2014年11月13日木曜日

白洲正子 『世阿弥』を読んで

世阿弥 ―花と幽玄の世界―
白洲正子
講談社文芸文庫


心に残った部分書き出し。

*世阿弥にとって幽玄とは(p.120-121)

「我と工夫して、その主に成り入るを、幽玄の境に入るものとは申すなり」
幽玄は外部にはない、ただ工夫をつくしてみずから幽玄と化す。
幽玄すら物真似の一部。
武士の憧憬であった王朝文化の理想を獲得するため、代々の将軍が、貴族を手本としながら、ついに果たすことのできなかった夢を、世阿弥が舞台に実現した。
こうして和歌の道を離れ、貴族の手から民衆的な、明るい舞台に移されていった。

*総合芸術であるお能(p.127)

お能は、一口に総合芸術と呼ばれますが、それはドラマと舞踊、シテ方と狂言と囃子方、そういったものの集まりというだけでなく、いくつかの申楽、田楽、呪師、延年、曲舞、白拍子、傀儡など、当時行われたあらゆる芸能の集大成とみていいのです。
それらはやがて消え去る運命にありましたが、大和申楽に圧倒されたというより、その中に吸収されたという方が正しいでしょう。

*象徴と神秘の能(p.142)

お能はよく神秘的な芸術といわれますが、ただいたずらに神秘的なのではない、物の初めの無垢な姿を、いかにして舞台に再現するか、その工夫と技巧が、謎めいた様相をあたえているにすぎません。神秘化したのは、むしろ後世の人々の罪で、勿体づけるために、ことさら秘密主義にしたのですが、世阿弥の秘事や口伝には、そんな虚栄めいたものはなく、あるいは初心、あるいは花と名付けて、ひたすらその純粋性を守ろうとした。

*仮面の芸術(p.148)

面も、はじめは信仰から生まれたもので、今でも方々の神社に、ご神体としてまつられていますが、翁の能でみたように、それを役者がつけて舞い、神様の物まねをやった後、再び神社に収めたものでしょう。が、だんだん演技が発達するにつれ、役者も見物もそれでは満足しなくなって、ドラマがそこから生まれてくるとともに、仮面劇も信仰をはなれて、舞台芸術に成長していきました。

仮面を仮面のまま高度な芸術に育て上げたのはおそらく日本人だけで、それはたとえば原始的な焼き物の中から、お茶の茶碗を発見したことや、あるいは自然の風景を人工の庭に取り入れた造園法などとも共通するものがあると思います。

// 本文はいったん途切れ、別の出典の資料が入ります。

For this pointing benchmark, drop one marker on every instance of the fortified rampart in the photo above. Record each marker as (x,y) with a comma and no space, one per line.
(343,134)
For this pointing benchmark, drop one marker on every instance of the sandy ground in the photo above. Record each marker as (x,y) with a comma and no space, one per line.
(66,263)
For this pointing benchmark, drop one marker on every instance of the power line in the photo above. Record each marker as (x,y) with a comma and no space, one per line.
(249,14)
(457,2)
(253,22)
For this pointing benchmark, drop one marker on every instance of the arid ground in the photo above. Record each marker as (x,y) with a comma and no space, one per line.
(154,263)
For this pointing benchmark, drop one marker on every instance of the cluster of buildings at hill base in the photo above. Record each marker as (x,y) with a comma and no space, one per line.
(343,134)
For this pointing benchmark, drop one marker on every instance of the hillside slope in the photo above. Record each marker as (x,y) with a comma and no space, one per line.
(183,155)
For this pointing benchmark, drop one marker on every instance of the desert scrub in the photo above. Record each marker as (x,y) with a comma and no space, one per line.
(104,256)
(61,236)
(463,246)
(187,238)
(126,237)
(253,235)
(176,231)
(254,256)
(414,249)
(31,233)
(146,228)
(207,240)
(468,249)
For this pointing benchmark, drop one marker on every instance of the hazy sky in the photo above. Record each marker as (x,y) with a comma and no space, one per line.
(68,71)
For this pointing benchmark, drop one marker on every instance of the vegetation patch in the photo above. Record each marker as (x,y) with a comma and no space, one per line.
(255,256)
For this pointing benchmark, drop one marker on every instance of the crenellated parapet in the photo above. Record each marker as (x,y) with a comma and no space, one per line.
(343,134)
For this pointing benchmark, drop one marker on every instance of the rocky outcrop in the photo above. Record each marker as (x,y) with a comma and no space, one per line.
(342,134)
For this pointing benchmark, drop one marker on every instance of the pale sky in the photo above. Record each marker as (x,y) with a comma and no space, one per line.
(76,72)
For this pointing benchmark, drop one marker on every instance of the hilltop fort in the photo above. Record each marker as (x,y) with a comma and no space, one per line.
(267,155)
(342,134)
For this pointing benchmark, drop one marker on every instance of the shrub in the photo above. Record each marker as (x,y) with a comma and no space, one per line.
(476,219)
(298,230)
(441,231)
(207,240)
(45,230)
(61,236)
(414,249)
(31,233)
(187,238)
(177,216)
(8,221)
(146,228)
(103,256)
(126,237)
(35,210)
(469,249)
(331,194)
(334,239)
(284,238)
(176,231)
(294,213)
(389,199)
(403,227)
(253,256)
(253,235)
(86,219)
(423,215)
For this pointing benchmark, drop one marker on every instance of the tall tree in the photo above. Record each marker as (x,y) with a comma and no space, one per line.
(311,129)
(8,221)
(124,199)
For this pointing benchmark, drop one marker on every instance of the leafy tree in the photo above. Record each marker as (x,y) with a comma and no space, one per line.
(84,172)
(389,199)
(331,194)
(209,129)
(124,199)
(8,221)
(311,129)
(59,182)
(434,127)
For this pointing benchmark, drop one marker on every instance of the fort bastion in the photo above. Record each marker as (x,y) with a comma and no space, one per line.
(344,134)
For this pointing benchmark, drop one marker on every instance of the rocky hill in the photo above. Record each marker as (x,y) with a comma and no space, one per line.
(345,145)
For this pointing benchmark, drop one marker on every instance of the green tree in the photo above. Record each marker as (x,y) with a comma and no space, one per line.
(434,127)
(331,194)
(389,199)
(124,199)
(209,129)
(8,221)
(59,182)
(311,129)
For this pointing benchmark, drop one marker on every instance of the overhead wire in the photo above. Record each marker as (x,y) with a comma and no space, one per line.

世阿弥が人間の姿を「花」と呼んだのも、ただ美しい花にたとえたのではなく、ある特定な花でもなく、移り変わるところに美をみたことは、前に書きました。能面もそれと異なるものではない。
 


*白洲正子の幸福論 水原紫苑の解説より(p.216-218

  人間の命は終わっても、終わりのない能の世界と、生涯初心を貫いて芸が上り坂のまま、これが最期という時もなく終わる名人の人生とは、「奥を見せない」深い美しさで一致する。

『花鏡』を書いた世阿弥の心中に去来していたのは、裏腹のままならない嘆きであったかもしれないが、たしかにこれこそ、普遍的な人間の幸福への道にちがいない。甘美な果実のような幸福ではなく、月光にきらめく塩のような幸福である。そしてまさに、白洲正子はこの幸福を実現しようとしている人なのであろう。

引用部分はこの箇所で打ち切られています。